One of my acquaintances posted this on Facebook yesterday: “Two days ago we were walking down 40th St and walking towards us is a young Dad and his maybe 6-7 year old daughter, and as we pass each other the little girl turns to me and says, “Hey sugar.” Then yesterday at work our customer’s special needs daughter told me I looked like Jesus Christ with tattoos. I don’t know what else to say besides, Yoga?” Hot AND beatific – and all due to Yoga. He was being funny (since he just started Yoga). But it is a new era. Ex-Christians have their own churches.

Life in much of the Church was so tied to the old, modern culture that it was never counter to culture. Now that it is essentially excluded from hyper-modern culture, people don’t know what to do. They used to own the culture and bought the false belief that somehow Kingdom priorities were aligned with the priorities of empire. Not so. Passionate Jesus followers who want to live and be the words of Jesus are finding themselves at odds not only with much of the dominant culture, but at odds with the church, which has spent almost 1800 years trying to make the world work as part of the government. Counter cultural faith is beautiful – but it can be tiring. Most Christians don’t have much stamina built up for going against the current, in their brains, hearts or habits.

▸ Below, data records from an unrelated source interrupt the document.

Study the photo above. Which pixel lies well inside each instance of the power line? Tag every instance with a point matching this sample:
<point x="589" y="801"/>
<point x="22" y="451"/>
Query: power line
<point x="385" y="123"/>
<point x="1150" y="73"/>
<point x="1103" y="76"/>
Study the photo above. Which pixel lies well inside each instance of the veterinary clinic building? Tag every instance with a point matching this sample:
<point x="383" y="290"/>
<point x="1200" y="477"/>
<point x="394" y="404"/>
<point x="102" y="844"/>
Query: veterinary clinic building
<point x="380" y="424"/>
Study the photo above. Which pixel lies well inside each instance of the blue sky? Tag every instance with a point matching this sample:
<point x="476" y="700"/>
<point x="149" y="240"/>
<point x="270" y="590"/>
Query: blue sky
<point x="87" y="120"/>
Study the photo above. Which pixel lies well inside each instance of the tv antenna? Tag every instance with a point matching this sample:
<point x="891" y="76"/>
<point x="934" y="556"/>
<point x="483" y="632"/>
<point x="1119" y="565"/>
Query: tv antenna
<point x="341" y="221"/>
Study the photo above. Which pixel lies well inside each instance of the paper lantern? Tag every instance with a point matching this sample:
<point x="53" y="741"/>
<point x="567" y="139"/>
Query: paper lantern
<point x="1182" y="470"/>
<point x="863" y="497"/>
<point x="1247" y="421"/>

  1. Authentic, real-world relationships and community are hard to find. Virtuality doesn’t cut it. Consumerism is boring.

Being countercultural and at odds with both post-Christian culture and institutionalized church, leads to  isolation all around. Some Jesus followers are finding churches who are doing wonderful Kingdom things and who are refusing to collude with empire (I hope we are one!). Others are not finding churches like that and have to settle for “online” community because they’re often ostracized from a local body of believers. Unfortunately, for whatever benefits one gets from an online community, they are hardly a replacement for real world, show-up-at-your-door-with-food relationships.  Live this way long enough, and it’s a straight shot to Christian burnout.

Are you feeling like any of this? What are the things that are leading you to how you feel? What suggestions do you have for easing the trouble a radical Jesus follower might face?